Guidelines & Standards
The FAO/WHO Consultation in 2001, and the subsequent Expert Working Group, created a methodology for evaluating probiotics and criteria for substantiating health claims for probiotic foods (but not bio therapeutic agents or probiotics not included in food). These guidelines helped lay the groundwork for the initial oversight of the emerging probiotic category, despite the lack of international consensus.
Yet, as more probiotic products have made their way to the international marketplace, and as the science supporting the health benefits of probiotics has evolved with time, IPA recognized the need for revisiting this initial framework.
Discussing the need for a more unified probiotic industry, Mr. Paraskevakos expressed that, “The lack of harmonization in industry practice and legislation remains and often leads to serious issues and concerns for the probiotics industry, regulators, and even consumers in regard of quality, safety, and labeling.”

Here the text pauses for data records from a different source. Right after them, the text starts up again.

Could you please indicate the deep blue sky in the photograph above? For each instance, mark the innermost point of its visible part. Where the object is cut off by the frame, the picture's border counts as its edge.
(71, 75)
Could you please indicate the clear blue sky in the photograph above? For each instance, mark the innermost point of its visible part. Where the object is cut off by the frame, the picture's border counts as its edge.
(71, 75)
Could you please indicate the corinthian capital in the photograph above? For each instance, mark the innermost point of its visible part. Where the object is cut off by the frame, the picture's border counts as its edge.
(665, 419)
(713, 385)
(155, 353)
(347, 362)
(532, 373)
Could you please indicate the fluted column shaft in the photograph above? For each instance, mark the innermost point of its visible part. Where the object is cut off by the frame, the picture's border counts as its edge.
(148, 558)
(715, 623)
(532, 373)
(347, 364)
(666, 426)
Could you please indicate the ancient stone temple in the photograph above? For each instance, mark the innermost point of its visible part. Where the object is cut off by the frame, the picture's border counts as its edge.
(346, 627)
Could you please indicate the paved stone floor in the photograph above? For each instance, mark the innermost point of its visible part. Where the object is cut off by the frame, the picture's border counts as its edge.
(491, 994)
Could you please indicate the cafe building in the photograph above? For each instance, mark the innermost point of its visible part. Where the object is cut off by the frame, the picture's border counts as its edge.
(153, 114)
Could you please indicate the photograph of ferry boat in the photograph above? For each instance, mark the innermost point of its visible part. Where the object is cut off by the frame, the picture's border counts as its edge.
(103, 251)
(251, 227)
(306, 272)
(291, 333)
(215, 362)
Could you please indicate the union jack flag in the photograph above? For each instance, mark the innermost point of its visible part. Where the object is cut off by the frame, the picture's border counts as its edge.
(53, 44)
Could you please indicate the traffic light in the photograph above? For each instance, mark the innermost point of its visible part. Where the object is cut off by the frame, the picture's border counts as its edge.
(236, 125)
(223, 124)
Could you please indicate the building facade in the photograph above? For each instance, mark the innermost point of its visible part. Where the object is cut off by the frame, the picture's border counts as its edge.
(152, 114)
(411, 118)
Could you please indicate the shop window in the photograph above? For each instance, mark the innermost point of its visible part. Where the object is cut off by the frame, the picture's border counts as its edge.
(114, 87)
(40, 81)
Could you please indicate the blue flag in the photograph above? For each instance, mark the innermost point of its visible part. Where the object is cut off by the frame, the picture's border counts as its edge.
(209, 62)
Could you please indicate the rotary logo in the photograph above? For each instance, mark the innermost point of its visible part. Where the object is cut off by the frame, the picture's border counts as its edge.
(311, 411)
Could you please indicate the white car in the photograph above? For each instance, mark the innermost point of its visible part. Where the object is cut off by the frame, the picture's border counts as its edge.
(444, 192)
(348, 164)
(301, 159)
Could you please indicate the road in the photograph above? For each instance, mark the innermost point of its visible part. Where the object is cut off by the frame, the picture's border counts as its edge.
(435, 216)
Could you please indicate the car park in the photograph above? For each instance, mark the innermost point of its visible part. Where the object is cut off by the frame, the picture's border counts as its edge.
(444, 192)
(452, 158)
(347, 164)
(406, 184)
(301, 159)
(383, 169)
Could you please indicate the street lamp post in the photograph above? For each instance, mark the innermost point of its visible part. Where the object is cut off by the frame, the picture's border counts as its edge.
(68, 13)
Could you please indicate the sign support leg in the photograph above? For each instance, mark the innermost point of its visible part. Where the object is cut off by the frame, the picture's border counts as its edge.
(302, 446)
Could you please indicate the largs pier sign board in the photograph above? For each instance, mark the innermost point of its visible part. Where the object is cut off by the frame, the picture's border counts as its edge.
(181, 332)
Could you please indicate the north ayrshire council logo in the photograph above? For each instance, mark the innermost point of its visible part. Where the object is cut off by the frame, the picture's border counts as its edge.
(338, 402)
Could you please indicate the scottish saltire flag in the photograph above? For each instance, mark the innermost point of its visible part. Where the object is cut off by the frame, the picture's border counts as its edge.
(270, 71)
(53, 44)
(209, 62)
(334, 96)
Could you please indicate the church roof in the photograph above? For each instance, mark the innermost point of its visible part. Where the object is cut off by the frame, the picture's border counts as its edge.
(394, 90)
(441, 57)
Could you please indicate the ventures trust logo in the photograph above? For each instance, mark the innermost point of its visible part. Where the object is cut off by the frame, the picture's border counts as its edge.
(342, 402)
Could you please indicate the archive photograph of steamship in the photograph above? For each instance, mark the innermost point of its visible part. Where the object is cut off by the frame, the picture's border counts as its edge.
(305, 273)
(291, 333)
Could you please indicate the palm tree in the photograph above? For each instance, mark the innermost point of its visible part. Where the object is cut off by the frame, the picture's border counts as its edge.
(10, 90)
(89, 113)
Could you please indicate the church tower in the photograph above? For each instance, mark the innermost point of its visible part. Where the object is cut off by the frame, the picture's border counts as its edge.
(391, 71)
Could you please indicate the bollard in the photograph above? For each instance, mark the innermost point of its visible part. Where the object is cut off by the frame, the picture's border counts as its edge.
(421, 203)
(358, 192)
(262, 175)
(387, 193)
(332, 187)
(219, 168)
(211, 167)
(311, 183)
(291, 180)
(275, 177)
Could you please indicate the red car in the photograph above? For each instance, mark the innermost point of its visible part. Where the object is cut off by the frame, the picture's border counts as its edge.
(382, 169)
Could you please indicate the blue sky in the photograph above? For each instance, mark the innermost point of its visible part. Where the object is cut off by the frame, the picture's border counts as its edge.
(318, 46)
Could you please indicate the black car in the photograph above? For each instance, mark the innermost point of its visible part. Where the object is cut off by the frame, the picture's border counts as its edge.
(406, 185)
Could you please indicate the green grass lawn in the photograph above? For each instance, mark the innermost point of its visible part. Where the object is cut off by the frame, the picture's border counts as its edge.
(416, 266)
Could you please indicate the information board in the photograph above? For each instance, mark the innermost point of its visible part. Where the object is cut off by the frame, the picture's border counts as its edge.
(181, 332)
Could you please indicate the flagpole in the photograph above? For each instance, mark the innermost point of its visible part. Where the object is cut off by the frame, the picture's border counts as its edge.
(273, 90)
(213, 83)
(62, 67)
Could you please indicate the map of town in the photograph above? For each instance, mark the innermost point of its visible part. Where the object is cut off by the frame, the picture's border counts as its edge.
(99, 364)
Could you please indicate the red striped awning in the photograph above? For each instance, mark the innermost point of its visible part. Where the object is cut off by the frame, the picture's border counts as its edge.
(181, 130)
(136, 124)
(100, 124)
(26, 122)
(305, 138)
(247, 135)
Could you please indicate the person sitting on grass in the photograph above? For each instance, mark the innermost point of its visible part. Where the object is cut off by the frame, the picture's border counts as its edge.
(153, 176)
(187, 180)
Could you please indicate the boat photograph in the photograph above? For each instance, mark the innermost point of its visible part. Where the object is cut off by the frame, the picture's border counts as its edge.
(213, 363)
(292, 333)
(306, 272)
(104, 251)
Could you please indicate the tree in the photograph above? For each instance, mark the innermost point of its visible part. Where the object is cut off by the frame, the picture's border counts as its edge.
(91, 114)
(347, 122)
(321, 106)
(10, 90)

IPA believes that an organized framework for probiotic products will provide a guideline for global regulatory agencies to build probiotics-focused regulations, he explained. “The establishment of global requirements will satisfy the triumvirate of authorities, consumers and industry, and will certainly lead to better consumer satisfaction, health, and well-being. Moreover, the development of guidelines and a harmonized framework for probiotics, including general specifications and considerations is necessary to ensure and sustain quality probiotic products on a global scale.”
To encourage the same level of quality and manufacturing requirements across all probiotic products in the international marketplace, IPA called for the development of an Alimentarius guidance or standard to more clearly define what constitutes a safe and effective probiotic supplement of food.

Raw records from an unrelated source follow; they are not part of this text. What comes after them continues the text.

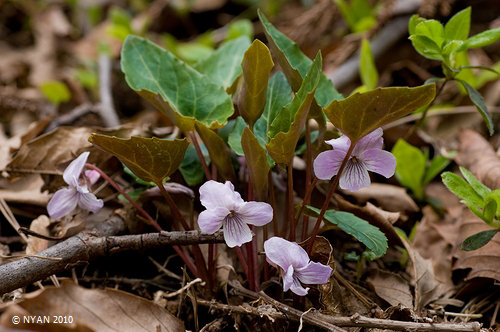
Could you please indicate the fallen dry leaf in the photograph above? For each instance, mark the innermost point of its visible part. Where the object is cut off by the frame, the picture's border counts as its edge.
(388, 197)
(96, 309)
(391, 287)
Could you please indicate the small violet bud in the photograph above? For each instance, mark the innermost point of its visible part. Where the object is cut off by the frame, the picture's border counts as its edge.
(226, 209)
(366, 156)
(76, 194)
(294, 265)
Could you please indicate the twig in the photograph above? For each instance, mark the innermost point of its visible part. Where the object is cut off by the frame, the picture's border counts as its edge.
(89, 245)
(181, 290)
(106, 108)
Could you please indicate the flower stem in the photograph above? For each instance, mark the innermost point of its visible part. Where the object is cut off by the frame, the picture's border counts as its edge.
(291, 216)
(198, 256)
(146, 215)
(333, 187)
(127, 197)
(426, 109)
(194, 140)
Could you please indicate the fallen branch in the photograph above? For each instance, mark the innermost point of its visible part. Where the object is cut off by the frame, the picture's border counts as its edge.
(355, 320)
(89, 245)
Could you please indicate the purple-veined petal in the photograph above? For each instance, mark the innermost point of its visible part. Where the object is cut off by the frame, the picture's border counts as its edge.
(314, 273)
(379, 161)
(327, 163)
(211, 220)
(355, 175)
(288, 278)
(255, 213)
(236, 232)
(62, 203)
(285, 253)
(215, 194)
(372, 140)
(297, 288)
(72, 172)
(342, 143)
(89, 201)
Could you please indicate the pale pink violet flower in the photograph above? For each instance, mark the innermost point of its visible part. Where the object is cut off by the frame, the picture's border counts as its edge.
(76, 194)
(366, 156)
(295, 266)
(226, 209)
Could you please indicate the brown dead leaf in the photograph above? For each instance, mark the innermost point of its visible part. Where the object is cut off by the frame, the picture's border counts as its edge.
(388, 197)
(483, 262)
(391, 287)
(96, 309)
(478, 156)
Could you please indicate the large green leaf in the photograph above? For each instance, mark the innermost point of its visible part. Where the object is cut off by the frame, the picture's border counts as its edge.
(256, 158)
(362, 113)
(371, 236)
(410, 167)
(257, 64)
(151, 159)
(279, 94)
(286, 128)
(458, 26)
(295, 64)
(223, 65)
(218, 151)
(172, 86)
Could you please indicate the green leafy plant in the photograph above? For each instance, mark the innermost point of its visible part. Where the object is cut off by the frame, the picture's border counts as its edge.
(414, 170)
(481, 200)
(449, 44)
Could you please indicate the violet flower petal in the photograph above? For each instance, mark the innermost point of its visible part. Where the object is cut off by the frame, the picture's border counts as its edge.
(379, 161)
(63, 202)
(314, 273)
(288, 278)
(327, 163)
(215, 194)
(355, 176)
(285, 253)
(236, 232)
(255, 213)
(89, 201)
(72, 172)
(211, 220)
(297, 288)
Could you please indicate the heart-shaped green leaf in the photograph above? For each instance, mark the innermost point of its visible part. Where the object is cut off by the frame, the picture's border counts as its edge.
(362, 113)
(172, 86)
(218, 151)
(256, 158)
(363, 231)
(257, 64)
(223, 65)
(286, 128)
(295, 64)
(151, 159)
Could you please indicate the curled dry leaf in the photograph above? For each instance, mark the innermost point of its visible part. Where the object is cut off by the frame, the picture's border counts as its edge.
(479, 157)
(388, 197)
(96, 309)
(391, 287)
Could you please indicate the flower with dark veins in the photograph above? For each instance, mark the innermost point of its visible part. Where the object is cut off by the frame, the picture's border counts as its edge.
(366, 156)
(76, 194)
(295, 266)
(225, 208)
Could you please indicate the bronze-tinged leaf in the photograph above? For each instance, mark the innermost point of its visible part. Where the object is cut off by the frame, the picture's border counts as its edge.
(151, 159)
(257, 64)
(218, 151)
(258, 166)
(362, 113)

Proposing to initiate a dedicated “New Work on Harmonized Probiotic Guidelines for Use in Foods and Dietary Supplements,” the IPA delegation was met with support for its suggested endeavor. With approval from many national delegations, Argentina’s delegation requested to take the lead in this task, and committed to preparing a document on the content and scope of the new work at next year’s CCNFSDU meeting.

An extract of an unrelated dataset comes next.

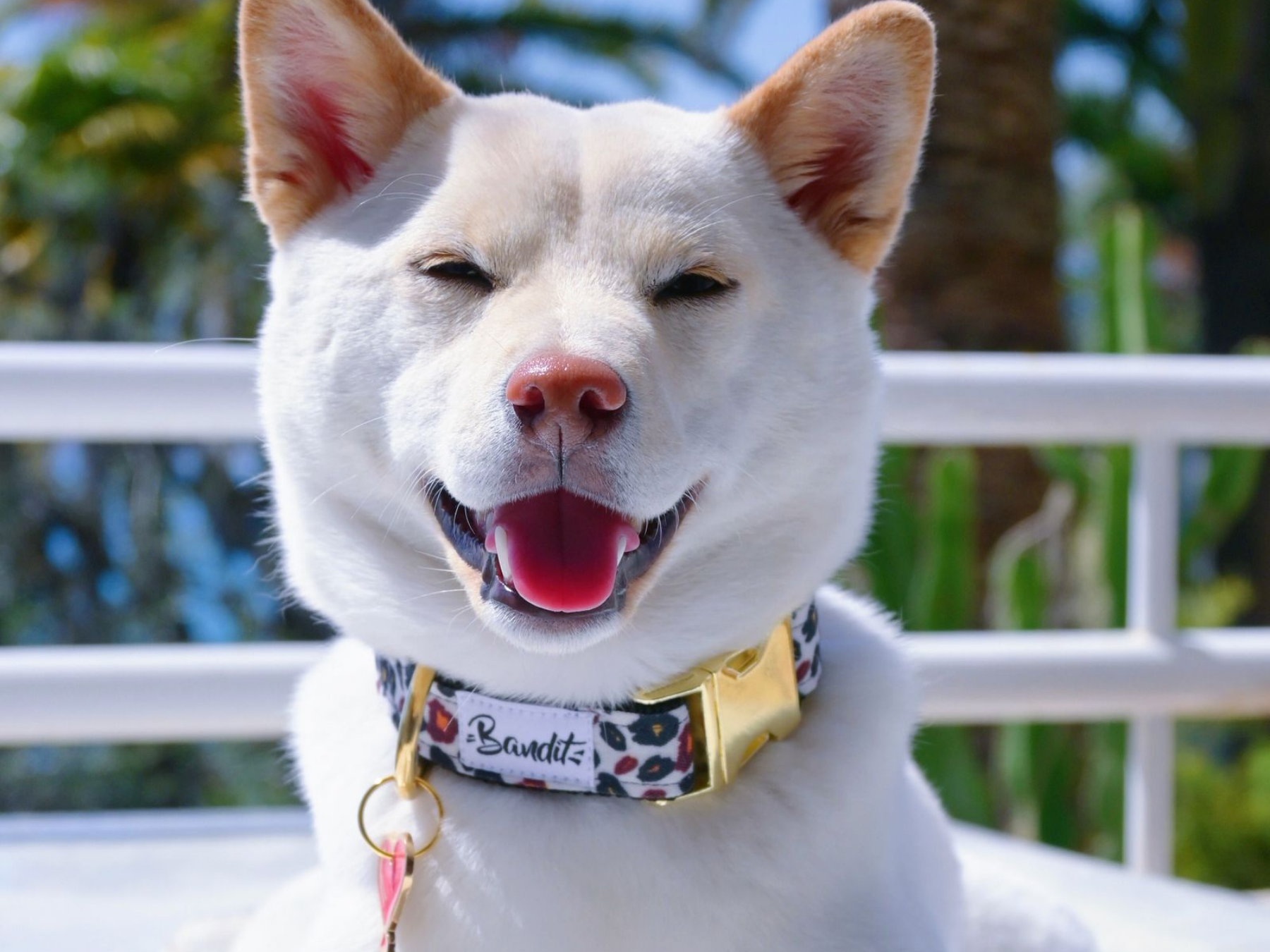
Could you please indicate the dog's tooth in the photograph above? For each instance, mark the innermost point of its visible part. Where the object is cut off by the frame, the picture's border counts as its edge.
(504, 554)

In addition to redefining probiotics and building upon the criteria introduced by FAO/WHO, the new work will look to establish safety criteria, manufacturing standards, and determining effective dosage thresholds.
The plan set into action at the CCNFSDU meeting is the start of a lengthy, highly regimented process, Mr. Paraskevakos explained. “As the activities within Codex are strictly regulated and protocol-oriented, we expect this work will be long term. But the IPA considers it an essential part of the process for the harmonization of the probiotic framework.”
Looking ahead, Mr. Paraskevakos said Argentina will begin working on a discussion paper, which will form the basis for the project document for new work on probiotics. This, he said, will be submitted at the next CCNFSDU meeting in November 2018, “where an electronic Working Group of interested countries will be established and the process for establishing a new framework begins.”